There are so many factors to this story. That’s why we are so strongly focused on a transnational solution. This is not a problem that can be addressed by one single country on its own.
Another major obstacle in any investigation or search is the lack of coordination among the responsible government offices and even a lack of consistency in the terminology used to describe such cases, according to the students.
“If one agency, family collective, or NGO uses a term, but other agencies don’t, you can’t have uniformity of the law,” Mielnicki says.
The imprecise terminology can also make it hard to hold people accountable. In Latin America, the terms “disappeared” or “missing” are different from “enforced disappearance,” which has a specific connotation dating back to brutal dictators who committed crimes against their own citizens. But Velasquez-Rodriguez v. Honduras, a 1988 case from the Inter-American Court on Human Rights, defined enforced disappearances as “a systematic and selective practice… carried out with the assistance or tolerance of the government,” meaning a government has a responsibility to prevent human rights violations from occurring, to investigate them when they do occur, and to prosecute those responsible, no matter who is involved.
“Velasquez-Rodriguez says, if there is a pattern of disappearances and the evidence doesn’t point to any other actor, then the state is complicit,” Akram says. “That’s what states are trying to avoid, because it places immediate obligations on the state to investigate, prosecute, and compensate.”
For families, that means it can be difficult to find answers. The students spoke to one father whose two sons left home to find work.
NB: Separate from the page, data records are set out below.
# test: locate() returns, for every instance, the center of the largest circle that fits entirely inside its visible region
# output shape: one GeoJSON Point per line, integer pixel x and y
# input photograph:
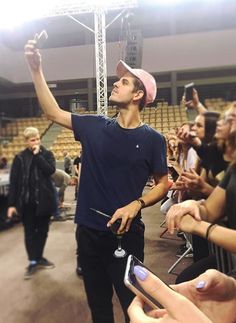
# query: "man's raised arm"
{"type": "Point", "coordinates": [46, 99]}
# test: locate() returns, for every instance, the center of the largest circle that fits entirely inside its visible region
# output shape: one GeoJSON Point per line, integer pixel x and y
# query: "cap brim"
{"type": "Point", "coordinates": [123, 68]}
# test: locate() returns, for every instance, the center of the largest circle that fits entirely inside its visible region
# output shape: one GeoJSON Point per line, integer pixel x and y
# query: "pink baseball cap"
{"type": "Point", "coordinates": [146, 78]}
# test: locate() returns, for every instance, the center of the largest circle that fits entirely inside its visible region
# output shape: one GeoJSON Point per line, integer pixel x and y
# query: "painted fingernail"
{"type": "Point", "coordinates": [201, 284]}
{"type": "Point", "coordinates": [140, 272]}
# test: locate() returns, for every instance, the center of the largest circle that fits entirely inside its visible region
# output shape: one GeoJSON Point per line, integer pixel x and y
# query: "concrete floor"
{"type": "Point", "coordinates": [57, 295]}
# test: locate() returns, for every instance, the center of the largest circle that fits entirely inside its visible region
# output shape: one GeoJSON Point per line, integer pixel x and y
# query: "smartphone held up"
{"type": "Point", "coordinates": [41, 38]}
{"type": "Point", "coordinates": [188, 91]}
{"type": "Point", "coordinates": [132, 283]}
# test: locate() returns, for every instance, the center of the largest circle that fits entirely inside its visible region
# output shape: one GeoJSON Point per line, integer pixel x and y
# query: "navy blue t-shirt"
{"type": "Point", "coordinates": [116, 165]}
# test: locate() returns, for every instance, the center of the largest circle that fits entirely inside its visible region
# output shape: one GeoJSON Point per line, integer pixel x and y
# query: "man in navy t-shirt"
{"type": "Point", "coordinates": [118, 157]}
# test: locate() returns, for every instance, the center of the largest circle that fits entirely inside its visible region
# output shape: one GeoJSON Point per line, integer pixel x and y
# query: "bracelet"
{"type": "Point", "coordinates": [209, 229]}
{"type": "Point", "coordinates": [141, 202]}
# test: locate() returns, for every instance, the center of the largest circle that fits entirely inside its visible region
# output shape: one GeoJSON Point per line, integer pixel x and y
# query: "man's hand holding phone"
{"type": "Point", "coordinates": [32, 50]}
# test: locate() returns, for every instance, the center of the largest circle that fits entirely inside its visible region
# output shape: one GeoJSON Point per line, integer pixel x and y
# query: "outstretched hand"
{"type": "Point", "coordinates": [126, 214]}
{"type": "Point", "coordinates": [32, 55]}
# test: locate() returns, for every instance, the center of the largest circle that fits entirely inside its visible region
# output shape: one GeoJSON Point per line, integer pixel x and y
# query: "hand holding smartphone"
{"type": "Point", "coordinates": [132, 283]}
{"type": "Point", "coordinates": [188, 91]}
{"type": "Point", "coordinates": [41, 38]}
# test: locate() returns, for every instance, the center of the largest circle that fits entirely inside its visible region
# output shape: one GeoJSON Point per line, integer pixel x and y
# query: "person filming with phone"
{"type": "Point", "coordinates": [119, 155]}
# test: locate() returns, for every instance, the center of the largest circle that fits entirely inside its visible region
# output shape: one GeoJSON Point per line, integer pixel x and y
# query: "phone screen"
{"type": "Point", "coordinates": [189, 91]}
{"type": "Point", "coordinates": [132, 283]}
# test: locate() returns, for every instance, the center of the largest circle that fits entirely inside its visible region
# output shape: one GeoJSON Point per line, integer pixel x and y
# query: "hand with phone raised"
{"type": "Point", "coordinates": [208, 298]}
{"type": "Point", "coordinates": [32, 53]}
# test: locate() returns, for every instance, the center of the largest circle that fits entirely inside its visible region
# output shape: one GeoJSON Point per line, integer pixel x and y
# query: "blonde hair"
{"type": "Point", "coordinates": [30, 132]}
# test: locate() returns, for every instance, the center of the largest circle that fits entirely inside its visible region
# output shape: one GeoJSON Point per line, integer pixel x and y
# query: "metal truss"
{"type": "Point", "coordinates": [72, 7]}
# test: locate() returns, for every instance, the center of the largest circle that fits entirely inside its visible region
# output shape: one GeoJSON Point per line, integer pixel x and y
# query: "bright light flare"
{"type": "Point", "coordinates": [16, 12]}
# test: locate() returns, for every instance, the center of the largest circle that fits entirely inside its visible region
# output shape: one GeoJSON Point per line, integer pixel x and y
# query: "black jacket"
{"type": "Point", "coordinates": [44, 192]}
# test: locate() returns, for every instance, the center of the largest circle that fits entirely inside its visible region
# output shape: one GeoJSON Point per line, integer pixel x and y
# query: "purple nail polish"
{"type": "Point", "coordinates": [140, 272]}
{"type": "Point", "coordinates": [201, 284]}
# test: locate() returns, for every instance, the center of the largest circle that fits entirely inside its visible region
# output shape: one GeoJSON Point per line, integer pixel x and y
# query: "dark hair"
{"type": "Point", "coordinates": [210, 122]}
{"type": "Point", "coordinates": [138, 86]}
{"type": "Point", "coordinates": [231, 141]}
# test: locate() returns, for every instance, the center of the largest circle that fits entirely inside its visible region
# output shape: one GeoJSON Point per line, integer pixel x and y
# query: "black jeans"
{"type": "Point", "coordinates": [36, 232]}
{"type": "Point", "coordinates": [102, 271]}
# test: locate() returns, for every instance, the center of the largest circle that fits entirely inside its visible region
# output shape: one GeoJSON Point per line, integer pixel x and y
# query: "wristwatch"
{"type": "Point", "coordinates": [141, 202]}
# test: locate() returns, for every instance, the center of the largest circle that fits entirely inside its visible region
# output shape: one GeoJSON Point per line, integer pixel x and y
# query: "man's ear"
{"type": "Point", "coordinates": [138, 95]}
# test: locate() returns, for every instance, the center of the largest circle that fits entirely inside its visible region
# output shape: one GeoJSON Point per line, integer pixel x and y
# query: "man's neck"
{"type": "Point", "coordinates": [129, 119]}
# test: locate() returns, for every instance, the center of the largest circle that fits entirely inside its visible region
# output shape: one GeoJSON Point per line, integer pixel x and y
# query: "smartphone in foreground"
{"type": "Point", "coordinates": [132, 283]}
{"type": "Point", "coordinates": [188, 91]}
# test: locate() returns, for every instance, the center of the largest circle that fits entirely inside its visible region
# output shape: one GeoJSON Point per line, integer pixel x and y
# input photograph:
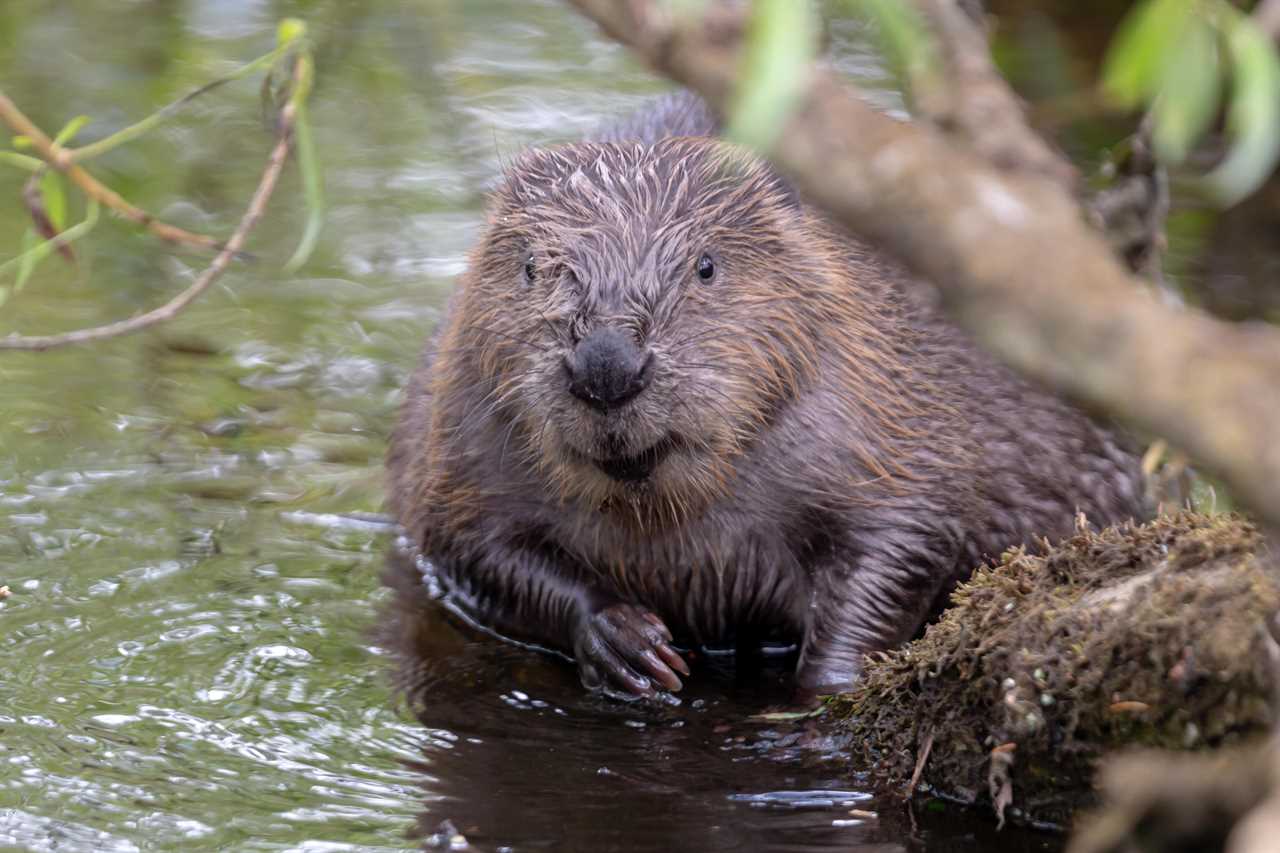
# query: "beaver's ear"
{"type": "Point", "coordinates": [536, 172]}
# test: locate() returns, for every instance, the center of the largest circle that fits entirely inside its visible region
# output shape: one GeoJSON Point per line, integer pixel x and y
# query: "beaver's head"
{"type": "Point", "coordinates": [639, 314]}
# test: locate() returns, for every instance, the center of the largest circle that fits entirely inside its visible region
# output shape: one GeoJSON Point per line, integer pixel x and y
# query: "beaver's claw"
{"type": "Point", "coordinates": [626, 648]}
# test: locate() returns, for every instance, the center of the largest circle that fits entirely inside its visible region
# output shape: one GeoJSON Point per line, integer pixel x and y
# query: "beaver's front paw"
{"type": "Point", "coordinates": [626, 648]}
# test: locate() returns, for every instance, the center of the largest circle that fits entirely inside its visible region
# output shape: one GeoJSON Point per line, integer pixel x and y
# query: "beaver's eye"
{"type": "Point", "coordinates": [705, 268]}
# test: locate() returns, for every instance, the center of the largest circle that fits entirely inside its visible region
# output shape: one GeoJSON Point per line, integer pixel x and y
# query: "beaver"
{"type": "Point", "coordinates": [671, 405]}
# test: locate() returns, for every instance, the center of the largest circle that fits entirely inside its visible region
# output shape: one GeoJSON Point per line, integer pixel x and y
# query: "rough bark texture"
{"type": "Point", "coordinates": [1137, 635]}
{"type": "Point", "coordinates": [1013, 258]}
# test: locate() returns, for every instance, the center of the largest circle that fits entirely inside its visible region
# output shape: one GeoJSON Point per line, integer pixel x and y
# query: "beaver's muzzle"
{"type": "Point", "coordinates": [607, 369]}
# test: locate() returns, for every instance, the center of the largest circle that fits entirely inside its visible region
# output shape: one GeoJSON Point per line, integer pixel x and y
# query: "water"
{"type": "Point", "coordinates": [199, 651]}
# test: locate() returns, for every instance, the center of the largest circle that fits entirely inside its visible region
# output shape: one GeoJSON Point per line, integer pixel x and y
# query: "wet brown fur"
{"type": "Point", "coordinates": [842, 455]}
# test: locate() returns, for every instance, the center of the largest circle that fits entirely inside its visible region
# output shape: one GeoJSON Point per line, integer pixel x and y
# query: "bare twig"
{"type": "Point", "coordinates": [63, 160]}
{"type": "Point", "coordinates": [228, 251]}
{"type": "Point", "coordinates": [970, 99]}
{"type": "Point", "coordinates": [1014, 260]}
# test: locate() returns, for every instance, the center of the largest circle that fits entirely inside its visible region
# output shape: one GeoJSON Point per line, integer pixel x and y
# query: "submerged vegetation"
{"type": "Point", "coordinates": [1151, 635]}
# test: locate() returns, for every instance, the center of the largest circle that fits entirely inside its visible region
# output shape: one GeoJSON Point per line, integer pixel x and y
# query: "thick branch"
{"type": "Point", "coordinates": [1014, 260]}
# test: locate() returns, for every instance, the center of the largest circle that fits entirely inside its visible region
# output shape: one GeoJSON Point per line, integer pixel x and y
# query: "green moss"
{"type": "Point", "coordinates": [1137, 634]}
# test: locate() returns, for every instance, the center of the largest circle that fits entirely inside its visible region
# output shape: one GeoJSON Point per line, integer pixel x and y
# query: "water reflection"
{"type": "Point", "coordinates": [517, 756]}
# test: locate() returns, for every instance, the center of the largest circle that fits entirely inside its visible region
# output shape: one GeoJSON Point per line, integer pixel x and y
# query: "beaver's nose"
{"type": "Point", "coordinates": [607, 369]}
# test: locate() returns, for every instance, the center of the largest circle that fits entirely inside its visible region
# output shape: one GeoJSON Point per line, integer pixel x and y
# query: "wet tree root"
{"type": "Point", "coordinates": [1148, 635]}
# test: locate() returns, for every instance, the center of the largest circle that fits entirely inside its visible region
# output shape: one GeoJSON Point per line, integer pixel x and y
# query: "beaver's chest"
{"type": "Point", "coordinates": [714, 583]}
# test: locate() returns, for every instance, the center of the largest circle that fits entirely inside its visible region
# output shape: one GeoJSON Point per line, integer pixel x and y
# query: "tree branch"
{"type": "Point", "coordinates": [225, 255]}
{"type": "Point", "coordinates": [968, 96]}
{"type": "Point", "coordinates": [1014, 260]}
{"type": "Point", "coordinates": [63, 160]}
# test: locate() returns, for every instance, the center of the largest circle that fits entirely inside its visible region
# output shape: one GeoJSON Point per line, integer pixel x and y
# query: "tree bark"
{"type": "Point", "coordinates": [1011, 255]}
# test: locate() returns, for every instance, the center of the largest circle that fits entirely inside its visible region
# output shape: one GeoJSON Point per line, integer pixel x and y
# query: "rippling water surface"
{"type": "Point", "coordinates": [199, 649]}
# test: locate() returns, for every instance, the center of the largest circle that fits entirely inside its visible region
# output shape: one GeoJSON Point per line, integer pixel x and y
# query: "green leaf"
{"type": "Point", "coordinates": [33, 250]}
{"type": "Point", "coordinates": [71, 129]}
{"type": "Point", "coordinates": [54, 197]}
{"type": "Point", "coordinates": [22, 160]}
{"type": "Point", "coordinates": [1143, 49]}
{"type": "Point", "coordinates": [312, 188]}
{"type": "Point", "coordinates": [780, 46]}
{"type": "Point", "coordinates": [289, 30]}
{"type": "Point", "coordinates": [1252, 117]}
{"type": "Point", "coordinates": [28, 259]}
{"type": "Point", "coordinates": [1189, 94]}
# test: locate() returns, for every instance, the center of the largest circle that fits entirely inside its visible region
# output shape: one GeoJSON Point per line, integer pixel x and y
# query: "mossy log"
{"type": "Point", "coordinates": [1138, 635]}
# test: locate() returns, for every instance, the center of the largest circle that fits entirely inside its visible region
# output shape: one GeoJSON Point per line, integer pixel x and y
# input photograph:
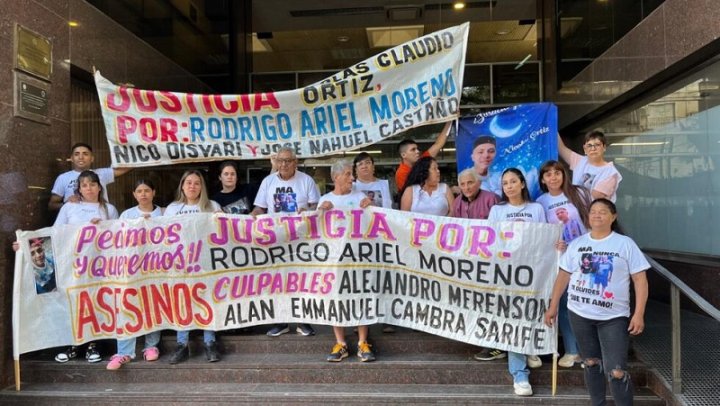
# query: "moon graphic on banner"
{"type": "Point", "coordinates": [500, 131]}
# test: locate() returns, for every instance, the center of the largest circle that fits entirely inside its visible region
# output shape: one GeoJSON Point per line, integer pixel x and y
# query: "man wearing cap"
{"type": "Point", "coordinates": [483, 154]}
{"type": "Point", "coordinates": [409, 154]}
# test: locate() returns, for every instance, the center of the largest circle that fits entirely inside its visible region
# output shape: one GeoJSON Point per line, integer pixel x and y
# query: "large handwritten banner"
{"type": "Point", "coordinates": [522, 136]}
{"type": "Point", "coordinates": [410, 85]}
{"type": "Point", "coordinates": [469, 280]}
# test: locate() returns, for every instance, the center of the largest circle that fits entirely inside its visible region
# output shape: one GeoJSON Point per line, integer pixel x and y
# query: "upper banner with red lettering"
{"type": "Point", "coordinates": [474, 281]}
{"type": "Point", "coordinates": [413, 84]}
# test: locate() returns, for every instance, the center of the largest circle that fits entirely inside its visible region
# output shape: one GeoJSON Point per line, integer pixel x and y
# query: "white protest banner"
{"type": "Point", "coordinates": [469, 280]}
{"type": "Point", "coordinates": [411, 85]}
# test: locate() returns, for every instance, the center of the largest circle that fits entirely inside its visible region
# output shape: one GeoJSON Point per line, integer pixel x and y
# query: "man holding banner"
{"type": "Point", "coordinates": [409, 154]}
{"type": "Point", "coordinates": [285, 191]}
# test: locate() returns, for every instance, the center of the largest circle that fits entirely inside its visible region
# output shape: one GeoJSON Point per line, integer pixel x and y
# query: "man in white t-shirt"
{"type": "Point", "coordinates": [287, 191]}
{"type": "Point", "coordinates": [81, 156]}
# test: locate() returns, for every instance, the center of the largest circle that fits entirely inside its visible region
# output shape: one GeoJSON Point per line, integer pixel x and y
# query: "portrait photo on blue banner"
{"type": "Point", "coordinates": [522, 136]}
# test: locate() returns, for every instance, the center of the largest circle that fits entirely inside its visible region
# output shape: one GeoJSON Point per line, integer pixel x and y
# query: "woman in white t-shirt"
{"type": "Point", "coordinates": [343, 197]}
{"type": "Point", "coordinates": [424, 193]}
{"type": "Point", "coordinates": [515, 205]}
{"type": "Point", "coordinates": [92, 208]}
{"type": "Point", "coordinates": [564, 204]}
{"type": "Point", "coordinates": [598, 176]}
{"type": "Point", "coordinates": [144, 193]}
{"type": "Point", "coordinates": [378, 190]}
{"type": "Point", "coordinates": [599, 301]}
{"type": "Point", "coordinates": [192, 197]}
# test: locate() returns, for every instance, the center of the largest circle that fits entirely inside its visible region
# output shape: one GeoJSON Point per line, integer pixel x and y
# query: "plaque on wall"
{"type": "Point", "coordinates": [32, 98]}
{"type": "Point", "coordinates": [33, 53]}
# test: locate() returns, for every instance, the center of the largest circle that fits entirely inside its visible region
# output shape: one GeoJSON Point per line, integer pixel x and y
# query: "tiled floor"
{"type": "Point", "coordinates": [700, 352]}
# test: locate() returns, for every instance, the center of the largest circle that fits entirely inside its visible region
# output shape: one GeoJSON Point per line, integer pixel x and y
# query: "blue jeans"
{"type": "Point", "coordinates": [127, 347]}
{"type": "Point", "coordinates": [517, 366]}
{"type": "Point", "coordinates": [569, 340]}
{"type": "Point", "coordinates": [606, 342]}
{"type": "Point", "coordinates": [184, 336]}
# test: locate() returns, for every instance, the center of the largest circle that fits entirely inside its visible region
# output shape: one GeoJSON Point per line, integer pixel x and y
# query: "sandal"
{"type": "Point", "coordinates": [66, 355]}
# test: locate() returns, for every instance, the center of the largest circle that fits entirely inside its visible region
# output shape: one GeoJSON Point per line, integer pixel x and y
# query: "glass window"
{"type": "Point", "coordinates": [667, 152]}
{"type": "Point", "coordinates": [516, 83]}
{"type": "Point", "coordinates": [476, 85]}
{"type": "Point", "coordinates": [272, 82]}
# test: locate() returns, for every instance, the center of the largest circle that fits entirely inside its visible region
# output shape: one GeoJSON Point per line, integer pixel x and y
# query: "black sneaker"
{"type": "Point", "coordinates": [278, 330]}
{"type": "Point", "coordinates": [92, 354]}
{"type": "Point", "coordinates": [365, 353]}
{"type": "Point", "coordinates": [181, 353]}
{"type": "Point", "coordinates": [489, 354]}
{"type": "Point", "coordinates": [211, 352]}
{"type": "Point", "coordinates": [66, 355]}
{"type": "Point", "coordinates": [338, 353]}
{"type": "Point", "coordinates": [305, 330]}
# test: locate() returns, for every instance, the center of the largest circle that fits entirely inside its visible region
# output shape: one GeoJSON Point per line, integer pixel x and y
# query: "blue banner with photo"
{"type": "Point", "coordinates": [522, 136]}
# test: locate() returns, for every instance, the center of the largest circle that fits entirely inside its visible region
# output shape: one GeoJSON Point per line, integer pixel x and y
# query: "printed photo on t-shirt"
{"type": "Point", "coordinates": [588, 179]}
{"type": "Point", "coordinates": [285, 202]}
{"type": "Point", "coordinates": [41, 257]}
{"type": "Point", "coordinates": [375, 196]}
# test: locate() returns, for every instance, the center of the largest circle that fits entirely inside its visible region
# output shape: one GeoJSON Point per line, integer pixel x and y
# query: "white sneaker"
{"type": "Point", "coordinates": [568, 360]}
{"type": "Point", "coordinates": [523, 388]}
{"type": "Point", "coordinates": [534, 361]}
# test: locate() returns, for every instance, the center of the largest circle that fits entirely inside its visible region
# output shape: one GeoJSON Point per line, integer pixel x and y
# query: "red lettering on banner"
{"type": "Point", "coordinates": [126, 125]}
{"type": "Point", "coordinates": [135, 312]}
{"type": "Point", "coordinates": [145, 100]}
{"type": "Point", "coordinates": [171, 104]}
{"type": "Point", "coordinates": [231, 108]}
{"type": "Point", "coordinates": [197, 292]}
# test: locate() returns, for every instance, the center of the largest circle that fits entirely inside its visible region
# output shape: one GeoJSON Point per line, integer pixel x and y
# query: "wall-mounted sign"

One was forced into a gang and later killed in a car crash while traveling on a narcotics route; the other came home but then the family had to work with the governments of both El Salvador and Mexico to repatriate the deceased son’s remains.
“There are times when you can have international cooperation, but it’s so rare,” says Mielnicki. “The father had to push so hard to get these agencies involved. That shouldn’t be his job.”
For many of the migrants’ families, enduring the emotional pain of losing a loved one is just the beginning: Often the missing migrant is the family’s primary source of income.
“Now that they’re gone, the resources are even more limited and that just really plunges the family even deeper into poverty,” Perez-Franco says.
For Zelaya and Perez-Franco, the work on the report was personal as well as professional. Zelaya’s mother and father immigrated to the United States from Honduras and El Salvador, respectively. Perez-Franco’s parents are from El Salvador.
The report “allowed me to see a different side of El Salvador that I had not been exposed to growing up,” Perez-Franco says. “This really opened my eyes to the challenges the country is facing. It was humbling to be able to amplify the voices and efforts of the very motivated individuals and organizations who have committed to searching for these disappeared migrants.”
Indeed, amplification of those voices is now the clinic’s priority. After distributing Spanish-language versions of the report to the families and organizations that assisted in the research, Akram plans to submit the findings to the Inter-American Commission on Human Rights and ask for hearings on the issue. The report may also be used in existing or future litigation.
“That’s the next phase of the work—moving forward on some of the potential avenues for remedies,” Akram says.
January 21, 2021: This article has been updated with the title and link to the final report.